Ein Beispiel dafür ist seine Beschreibung eines Gesprächs mit dem 8jährigen Sohn eines deutschsprachigen Emigranten in Paris. Wie klar dieses Kind die eigene Situation erkennt – während der Vater sich etwas vormacht. Oder die Beschreibung der sogenannten „kleinen Leute“, zum Beispiel in einer kleinen Bar kurz nach Mitternacht. Diesen Abschnitt aus dem Buch möchte ich dazu zitieren, damit Sie einen Eindruck vom Stil Roths erhalten:
Ein alter Droschkenkutscher, der auf Taxi-Fahrer umgestiegen ist, sinniert:
„Jedes Pferd hat gezögert, wenn ein Mensch über die Straße gefahren kam. Mein Taxi zögert nicht. Meine Pferde hatten Gewissen. Mein Motor hat die Genehmigung. So sehe ich den Unterschied, in allen Dingen. Zu meinen Zeiten, als ich noch Kutscher war, hatte sogar ein Diplomat Gewissen. Heute, da ich Chauffeur bin, hat sogar ein Abgeordneter nichts mehr als Befugnisse.“
(…)
So beendete er seine Rede – und alle lachten. Denn sie hielten ihn für angetrunken, und er war es auch. Und es entspricht außerdem den Menschen dieser Zeit, dass sie, die selbst trunken sind, aus der Tatsache, dass ein Trunkener diese Wahrheit sagt, die Hoffnung schöpfen, er irre nur.
Das Buch enthält aber auch bisher unveröffentlichte Briefe. Diese wiederum haben mir nicht zugesagt.

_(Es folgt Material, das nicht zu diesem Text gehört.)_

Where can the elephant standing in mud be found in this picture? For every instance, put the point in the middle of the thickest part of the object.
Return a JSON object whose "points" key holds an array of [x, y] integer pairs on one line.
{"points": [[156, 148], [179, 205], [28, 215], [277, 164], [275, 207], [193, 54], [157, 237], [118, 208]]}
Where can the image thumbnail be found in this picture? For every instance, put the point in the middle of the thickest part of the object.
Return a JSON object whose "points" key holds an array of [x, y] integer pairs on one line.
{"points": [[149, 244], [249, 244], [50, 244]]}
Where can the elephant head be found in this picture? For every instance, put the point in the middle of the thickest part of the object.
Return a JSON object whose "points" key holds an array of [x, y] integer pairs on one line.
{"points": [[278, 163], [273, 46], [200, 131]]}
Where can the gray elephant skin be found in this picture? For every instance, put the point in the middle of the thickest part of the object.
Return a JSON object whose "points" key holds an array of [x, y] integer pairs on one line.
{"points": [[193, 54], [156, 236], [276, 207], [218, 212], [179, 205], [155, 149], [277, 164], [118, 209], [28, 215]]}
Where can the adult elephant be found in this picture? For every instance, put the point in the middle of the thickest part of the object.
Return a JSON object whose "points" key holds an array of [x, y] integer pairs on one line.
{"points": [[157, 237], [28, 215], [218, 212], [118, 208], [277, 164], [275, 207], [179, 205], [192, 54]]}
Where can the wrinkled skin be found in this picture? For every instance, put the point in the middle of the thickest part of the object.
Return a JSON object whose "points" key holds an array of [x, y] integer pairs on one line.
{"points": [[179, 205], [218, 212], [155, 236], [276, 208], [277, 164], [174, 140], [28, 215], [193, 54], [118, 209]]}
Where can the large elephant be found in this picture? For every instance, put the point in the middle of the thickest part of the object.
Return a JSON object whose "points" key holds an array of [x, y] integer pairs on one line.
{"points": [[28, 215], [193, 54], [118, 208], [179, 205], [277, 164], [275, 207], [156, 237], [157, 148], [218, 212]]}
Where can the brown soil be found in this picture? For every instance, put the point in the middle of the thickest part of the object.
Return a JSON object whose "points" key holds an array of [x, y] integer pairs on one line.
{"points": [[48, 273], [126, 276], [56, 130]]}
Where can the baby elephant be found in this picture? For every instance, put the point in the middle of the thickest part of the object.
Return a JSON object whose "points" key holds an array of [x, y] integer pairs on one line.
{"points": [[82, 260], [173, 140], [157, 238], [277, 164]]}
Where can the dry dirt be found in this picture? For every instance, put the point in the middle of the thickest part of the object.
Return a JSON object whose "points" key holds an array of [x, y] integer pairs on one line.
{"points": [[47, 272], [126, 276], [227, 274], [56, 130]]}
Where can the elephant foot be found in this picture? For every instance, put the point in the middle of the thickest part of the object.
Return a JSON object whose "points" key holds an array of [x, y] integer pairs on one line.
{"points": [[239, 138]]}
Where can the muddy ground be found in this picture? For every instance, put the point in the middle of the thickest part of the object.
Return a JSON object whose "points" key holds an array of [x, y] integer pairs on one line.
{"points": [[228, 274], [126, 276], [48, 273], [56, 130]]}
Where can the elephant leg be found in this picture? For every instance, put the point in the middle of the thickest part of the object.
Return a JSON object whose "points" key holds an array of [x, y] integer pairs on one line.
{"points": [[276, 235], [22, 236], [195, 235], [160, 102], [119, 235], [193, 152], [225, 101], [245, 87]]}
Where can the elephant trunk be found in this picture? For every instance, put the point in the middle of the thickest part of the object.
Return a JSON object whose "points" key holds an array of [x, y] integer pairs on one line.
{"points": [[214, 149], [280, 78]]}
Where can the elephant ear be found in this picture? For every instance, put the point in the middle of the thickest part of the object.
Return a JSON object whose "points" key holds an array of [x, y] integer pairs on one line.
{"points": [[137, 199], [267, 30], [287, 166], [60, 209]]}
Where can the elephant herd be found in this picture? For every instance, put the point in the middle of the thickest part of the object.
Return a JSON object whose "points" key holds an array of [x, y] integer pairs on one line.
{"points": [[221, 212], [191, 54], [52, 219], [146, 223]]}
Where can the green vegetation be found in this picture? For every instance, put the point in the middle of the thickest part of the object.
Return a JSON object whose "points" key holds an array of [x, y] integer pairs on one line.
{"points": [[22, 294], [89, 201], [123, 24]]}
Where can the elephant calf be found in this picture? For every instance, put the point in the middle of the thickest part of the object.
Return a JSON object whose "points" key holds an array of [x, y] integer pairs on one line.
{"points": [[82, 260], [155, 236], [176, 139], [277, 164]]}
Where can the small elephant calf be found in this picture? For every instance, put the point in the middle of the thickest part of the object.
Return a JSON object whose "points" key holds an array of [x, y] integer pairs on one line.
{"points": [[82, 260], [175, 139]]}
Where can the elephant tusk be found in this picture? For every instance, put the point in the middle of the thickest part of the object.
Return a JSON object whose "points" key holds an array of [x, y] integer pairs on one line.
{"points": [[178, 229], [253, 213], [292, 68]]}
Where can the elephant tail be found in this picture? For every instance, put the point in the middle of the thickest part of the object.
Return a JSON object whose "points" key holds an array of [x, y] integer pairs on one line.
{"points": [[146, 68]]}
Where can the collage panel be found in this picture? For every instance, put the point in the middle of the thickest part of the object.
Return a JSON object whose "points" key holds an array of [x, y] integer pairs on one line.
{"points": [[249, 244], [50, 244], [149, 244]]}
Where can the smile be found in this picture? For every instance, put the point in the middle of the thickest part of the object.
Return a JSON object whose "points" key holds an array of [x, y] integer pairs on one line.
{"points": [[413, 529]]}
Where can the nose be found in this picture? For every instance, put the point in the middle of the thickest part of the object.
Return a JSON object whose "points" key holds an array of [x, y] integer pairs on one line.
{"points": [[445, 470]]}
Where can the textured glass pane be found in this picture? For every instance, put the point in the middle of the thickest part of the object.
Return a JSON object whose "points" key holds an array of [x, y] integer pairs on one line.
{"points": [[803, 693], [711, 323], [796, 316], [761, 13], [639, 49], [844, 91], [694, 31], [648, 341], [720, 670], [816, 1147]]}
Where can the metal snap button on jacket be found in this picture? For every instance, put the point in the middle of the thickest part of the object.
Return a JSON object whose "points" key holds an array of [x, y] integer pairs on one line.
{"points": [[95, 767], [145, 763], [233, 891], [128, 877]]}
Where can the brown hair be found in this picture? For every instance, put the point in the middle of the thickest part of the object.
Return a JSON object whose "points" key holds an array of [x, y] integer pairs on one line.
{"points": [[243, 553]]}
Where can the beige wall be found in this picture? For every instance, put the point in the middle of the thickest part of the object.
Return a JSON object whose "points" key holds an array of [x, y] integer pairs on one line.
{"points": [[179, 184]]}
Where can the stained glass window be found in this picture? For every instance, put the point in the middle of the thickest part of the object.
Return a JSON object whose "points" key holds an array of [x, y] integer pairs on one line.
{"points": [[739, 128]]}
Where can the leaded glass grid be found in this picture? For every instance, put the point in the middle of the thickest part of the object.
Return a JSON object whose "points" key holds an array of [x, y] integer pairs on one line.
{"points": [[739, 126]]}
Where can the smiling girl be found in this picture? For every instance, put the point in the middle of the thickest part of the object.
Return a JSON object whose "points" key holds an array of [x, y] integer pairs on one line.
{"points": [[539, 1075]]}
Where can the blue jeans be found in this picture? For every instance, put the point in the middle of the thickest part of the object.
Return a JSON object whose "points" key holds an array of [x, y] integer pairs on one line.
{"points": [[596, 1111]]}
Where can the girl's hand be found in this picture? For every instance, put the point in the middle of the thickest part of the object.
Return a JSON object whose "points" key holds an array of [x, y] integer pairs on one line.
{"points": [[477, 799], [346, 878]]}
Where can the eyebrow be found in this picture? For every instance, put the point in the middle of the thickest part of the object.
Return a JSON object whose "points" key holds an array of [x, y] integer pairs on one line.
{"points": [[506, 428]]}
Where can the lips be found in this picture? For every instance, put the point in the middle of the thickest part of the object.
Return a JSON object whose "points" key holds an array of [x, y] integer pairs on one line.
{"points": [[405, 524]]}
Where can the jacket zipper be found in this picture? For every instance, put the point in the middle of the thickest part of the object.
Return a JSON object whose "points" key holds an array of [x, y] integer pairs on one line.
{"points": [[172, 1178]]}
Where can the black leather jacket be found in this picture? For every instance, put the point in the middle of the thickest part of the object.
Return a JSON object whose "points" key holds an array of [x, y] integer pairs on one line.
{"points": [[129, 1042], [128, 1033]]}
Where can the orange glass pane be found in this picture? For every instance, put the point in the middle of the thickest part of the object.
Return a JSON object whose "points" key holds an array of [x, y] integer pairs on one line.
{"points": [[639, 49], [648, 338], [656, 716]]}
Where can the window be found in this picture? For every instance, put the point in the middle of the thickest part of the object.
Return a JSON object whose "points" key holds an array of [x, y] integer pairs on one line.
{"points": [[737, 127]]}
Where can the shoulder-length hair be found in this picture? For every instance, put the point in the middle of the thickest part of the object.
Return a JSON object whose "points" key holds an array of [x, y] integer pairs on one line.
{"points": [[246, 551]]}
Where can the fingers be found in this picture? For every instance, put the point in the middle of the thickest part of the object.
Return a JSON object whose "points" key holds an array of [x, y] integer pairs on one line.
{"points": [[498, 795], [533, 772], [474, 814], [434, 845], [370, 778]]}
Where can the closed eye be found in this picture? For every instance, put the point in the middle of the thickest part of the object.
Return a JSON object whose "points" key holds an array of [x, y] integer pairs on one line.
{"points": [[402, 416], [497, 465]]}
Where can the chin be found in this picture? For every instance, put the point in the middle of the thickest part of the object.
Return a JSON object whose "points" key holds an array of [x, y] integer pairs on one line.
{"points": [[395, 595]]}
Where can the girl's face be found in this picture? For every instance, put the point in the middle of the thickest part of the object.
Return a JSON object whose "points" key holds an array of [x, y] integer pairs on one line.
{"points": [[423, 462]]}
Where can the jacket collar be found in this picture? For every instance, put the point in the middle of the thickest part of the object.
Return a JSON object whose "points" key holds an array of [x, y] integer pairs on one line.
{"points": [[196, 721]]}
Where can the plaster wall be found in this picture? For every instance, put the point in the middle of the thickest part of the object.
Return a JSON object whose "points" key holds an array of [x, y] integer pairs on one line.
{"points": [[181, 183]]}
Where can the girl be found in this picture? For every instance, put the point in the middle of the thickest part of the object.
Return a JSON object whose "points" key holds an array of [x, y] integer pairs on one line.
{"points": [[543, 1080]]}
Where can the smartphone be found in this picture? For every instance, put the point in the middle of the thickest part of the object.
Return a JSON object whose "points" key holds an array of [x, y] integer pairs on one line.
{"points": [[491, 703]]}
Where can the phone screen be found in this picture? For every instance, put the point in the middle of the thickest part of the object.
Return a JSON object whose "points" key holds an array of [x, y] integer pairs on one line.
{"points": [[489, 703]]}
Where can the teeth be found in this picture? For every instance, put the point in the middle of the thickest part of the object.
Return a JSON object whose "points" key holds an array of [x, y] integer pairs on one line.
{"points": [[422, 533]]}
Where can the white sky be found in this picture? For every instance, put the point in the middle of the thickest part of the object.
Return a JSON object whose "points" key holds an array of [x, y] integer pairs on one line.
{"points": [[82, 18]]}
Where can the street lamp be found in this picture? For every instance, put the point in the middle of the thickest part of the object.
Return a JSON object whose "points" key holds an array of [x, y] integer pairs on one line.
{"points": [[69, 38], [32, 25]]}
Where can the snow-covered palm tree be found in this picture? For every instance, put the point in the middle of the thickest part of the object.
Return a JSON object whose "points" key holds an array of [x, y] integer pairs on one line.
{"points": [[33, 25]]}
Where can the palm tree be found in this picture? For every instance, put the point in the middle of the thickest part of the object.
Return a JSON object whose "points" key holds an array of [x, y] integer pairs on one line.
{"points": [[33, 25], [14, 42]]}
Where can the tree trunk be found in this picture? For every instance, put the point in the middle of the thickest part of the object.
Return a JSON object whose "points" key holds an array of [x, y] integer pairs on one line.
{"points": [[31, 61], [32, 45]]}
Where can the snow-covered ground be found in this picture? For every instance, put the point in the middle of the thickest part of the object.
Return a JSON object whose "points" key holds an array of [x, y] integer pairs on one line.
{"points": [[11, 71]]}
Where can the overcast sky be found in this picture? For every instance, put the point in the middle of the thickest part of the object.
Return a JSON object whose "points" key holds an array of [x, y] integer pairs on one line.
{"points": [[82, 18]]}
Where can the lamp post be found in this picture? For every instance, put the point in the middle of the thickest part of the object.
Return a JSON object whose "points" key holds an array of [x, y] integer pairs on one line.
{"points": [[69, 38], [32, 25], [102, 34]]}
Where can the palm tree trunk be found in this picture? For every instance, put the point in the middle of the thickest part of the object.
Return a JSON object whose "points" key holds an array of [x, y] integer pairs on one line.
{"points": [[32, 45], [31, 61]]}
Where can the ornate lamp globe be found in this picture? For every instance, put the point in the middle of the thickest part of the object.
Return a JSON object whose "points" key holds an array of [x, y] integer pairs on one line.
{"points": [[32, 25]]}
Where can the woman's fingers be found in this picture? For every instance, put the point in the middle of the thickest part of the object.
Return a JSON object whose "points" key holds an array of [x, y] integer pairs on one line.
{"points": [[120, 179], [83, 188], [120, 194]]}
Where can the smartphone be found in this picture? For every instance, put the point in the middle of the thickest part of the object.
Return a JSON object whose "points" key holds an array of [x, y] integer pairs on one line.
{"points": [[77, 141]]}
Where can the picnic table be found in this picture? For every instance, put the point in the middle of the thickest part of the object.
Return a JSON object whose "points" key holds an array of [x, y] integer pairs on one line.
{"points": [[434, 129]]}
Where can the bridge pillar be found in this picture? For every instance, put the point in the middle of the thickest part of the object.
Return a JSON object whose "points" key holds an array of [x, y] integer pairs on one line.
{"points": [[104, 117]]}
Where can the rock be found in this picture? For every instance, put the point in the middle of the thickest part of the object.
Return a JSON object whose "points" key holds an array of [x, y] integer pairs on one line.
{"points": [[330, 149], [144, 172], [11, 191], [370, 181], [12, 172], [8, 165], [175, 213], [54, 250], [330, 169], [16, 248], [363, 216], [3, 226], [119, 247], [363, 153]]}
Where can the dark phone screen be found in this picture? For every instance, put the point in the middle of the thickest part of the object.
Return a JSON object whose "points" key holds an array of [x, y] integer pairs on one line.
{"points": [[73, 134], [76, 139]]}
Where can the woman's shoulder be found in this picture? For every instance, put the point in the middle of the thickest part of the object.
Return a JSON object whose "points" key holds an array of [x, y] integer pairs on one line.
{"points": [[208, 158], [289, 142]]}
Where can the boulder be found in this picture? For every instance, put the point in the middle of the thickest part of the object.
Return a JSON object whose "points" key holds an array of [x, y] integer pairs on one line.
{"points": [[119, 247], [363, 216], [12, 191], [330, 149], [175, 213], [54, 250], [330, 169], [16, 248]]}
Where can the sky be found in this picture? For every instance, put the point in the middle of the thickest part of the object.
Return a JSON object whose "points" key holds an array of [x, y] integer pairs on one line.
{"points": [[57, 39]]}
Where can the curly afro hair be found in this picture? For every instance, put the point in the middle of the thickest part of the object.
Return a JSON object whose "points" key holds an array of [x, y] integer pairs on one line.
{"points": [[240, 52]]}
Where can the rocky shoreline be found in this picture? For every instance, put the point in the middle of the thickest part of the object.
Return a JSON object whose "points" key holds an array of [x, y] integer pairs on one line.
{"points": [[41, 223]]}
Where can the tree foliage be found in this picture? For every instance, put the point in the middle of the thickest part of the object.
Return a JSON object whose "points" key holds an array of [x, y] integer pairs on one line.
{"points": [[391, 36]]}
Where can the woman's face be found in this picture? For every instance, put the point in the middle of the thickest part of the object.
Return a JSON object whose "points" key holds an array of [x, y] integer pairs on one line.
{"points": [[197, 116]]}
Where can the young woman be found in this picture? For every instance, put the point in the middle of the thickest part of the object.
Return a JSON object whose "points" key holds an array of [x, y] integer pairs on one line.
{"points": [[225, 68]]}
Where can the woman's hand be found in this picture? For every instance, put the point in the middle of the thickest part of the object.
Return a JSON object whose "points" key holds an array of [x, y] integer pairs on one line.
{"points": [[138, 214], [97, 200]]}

Wenn Roth sich z.B. beim Feuilleton-Chef der Frankfurter Zeitung über dies und das beklagt und Namen von Kollegen hin- und her schwirren, dann sind das Interna, die für mich als heutigen Leser kaum von Belang sind. Auch zeigt Roth hier, dass er durchaus „gemein“ sein kann. Aber wer sagt denn, dass ein guter Schreibstil auch Zeichen für einen gutmütigen Charakter ist?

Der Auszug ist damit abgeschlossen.